Bei Fragen zum Fachtag wenden Sie sich bitte an Florian Döring (Projektmitarbeiter):

Mail. f.doering(at)chancengleichheit-in-sachsen.de
Tel. 0341 97-30151

Podiumsdiskussion zu Karrierewegen von Frauen in Kultur- und Kreativwirtschaft am 14. November in Leipzig

KünstlerinnenKarrieren: Zwischen Traum und Wirklichkeit

Absolventinnen von Musik-, Kunst und Theaterhochschulen in der Diskussion

 

Der Berufseinstieg und die spätere Karriere von Bildenden Künstlerinnen, Grafikdesignerinnen, Musikerinnen, Regisseurinnen und anderen Kulturschaffenden sind nicht nur – wie bei den männlichen Kollegen – durch große Unsicherheiten geprägt.

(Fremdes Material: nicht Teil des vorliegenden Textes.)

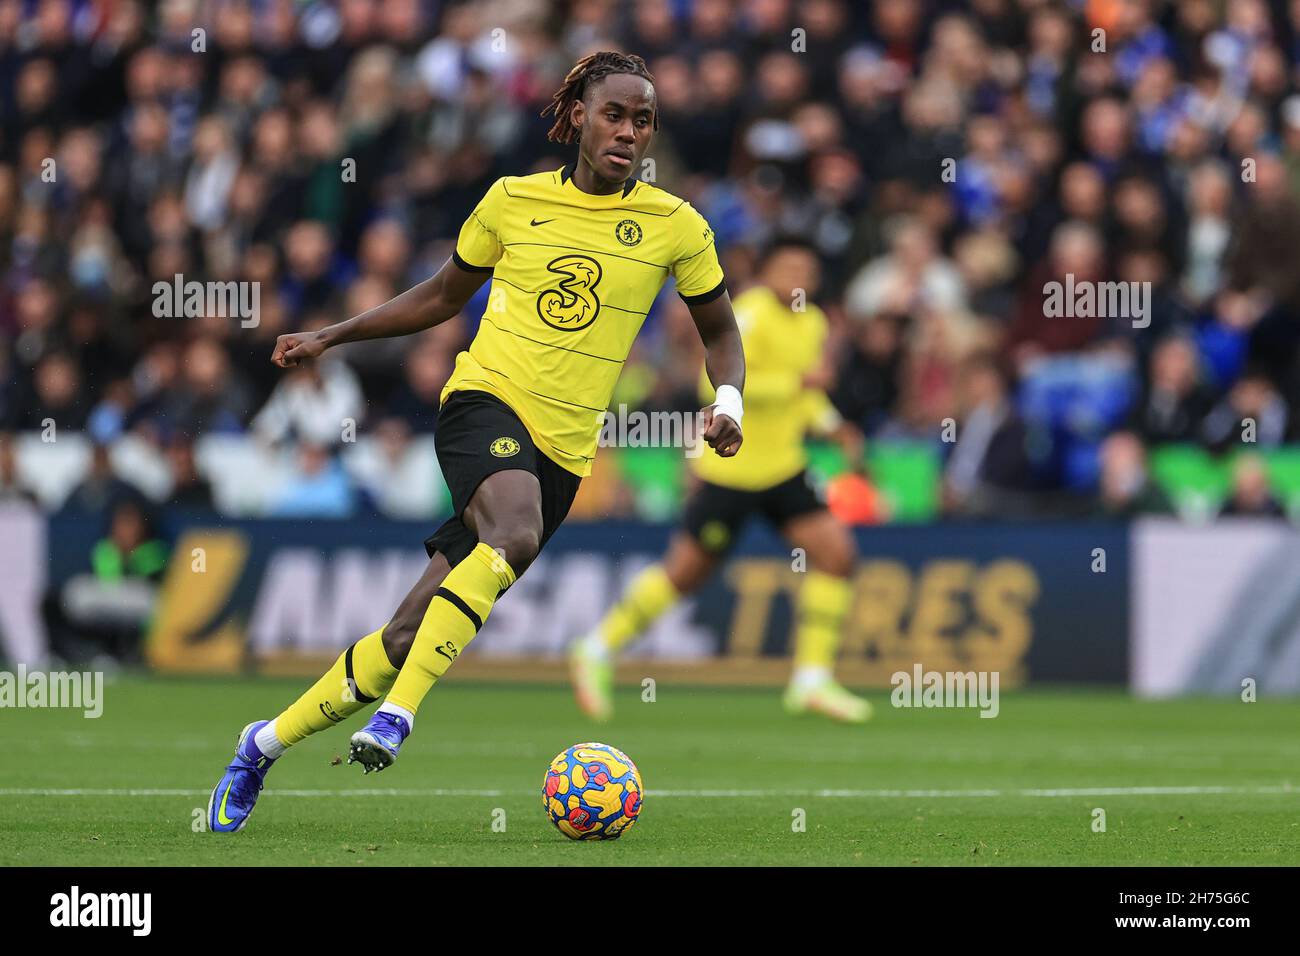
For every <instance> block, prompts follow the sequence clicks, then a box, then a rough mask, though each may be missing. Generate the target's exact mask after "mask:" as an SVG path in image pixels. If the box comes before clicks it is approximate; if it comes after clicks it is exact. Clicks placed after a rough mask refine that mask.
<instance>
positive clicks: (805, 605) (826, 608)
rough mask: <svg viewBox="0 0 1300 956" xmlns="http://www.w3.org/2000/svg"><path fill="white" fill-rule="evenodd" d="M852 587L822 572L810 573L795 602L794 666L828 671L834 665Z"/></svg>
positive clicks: (845, 580) (846, 581) (804, 579)
mask: <svg viewBox="0 0 1300 956" xmlns="http://www.w3.org/2000/svg"><path fill="white" fill-rule="evenodd" d="M852 601H853V588H850V587H849V581H846V580H845V579H842V578H836V576H835V575H828V574H826V572H823V571H809V572H807V576H806V578H805V579H803V587H801V588H800V593H798V597H797V598H796V601H794V611H796V631H794V666H796V667H816V669H826V670H827V671H829V670H831V667H833V666H835V653H836V650H839V648H840V635H841V633H842V632H844V619H845V618H846V617H848V615H849V605H850V604H852Z"/></svg>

Künstlerinnen sind in der Öffentlichkeit noch immer unterrepräsentiert. Trotz überproportionaler Präsenz in Ausbildungsgängen sind Künstlerinnen in deutlicher Minderzahl in namhaften Ausstellungen, bei Preisen und Berufungen vertreten. Wie können kommende Generationen von Künstlerinnen damit umgehen?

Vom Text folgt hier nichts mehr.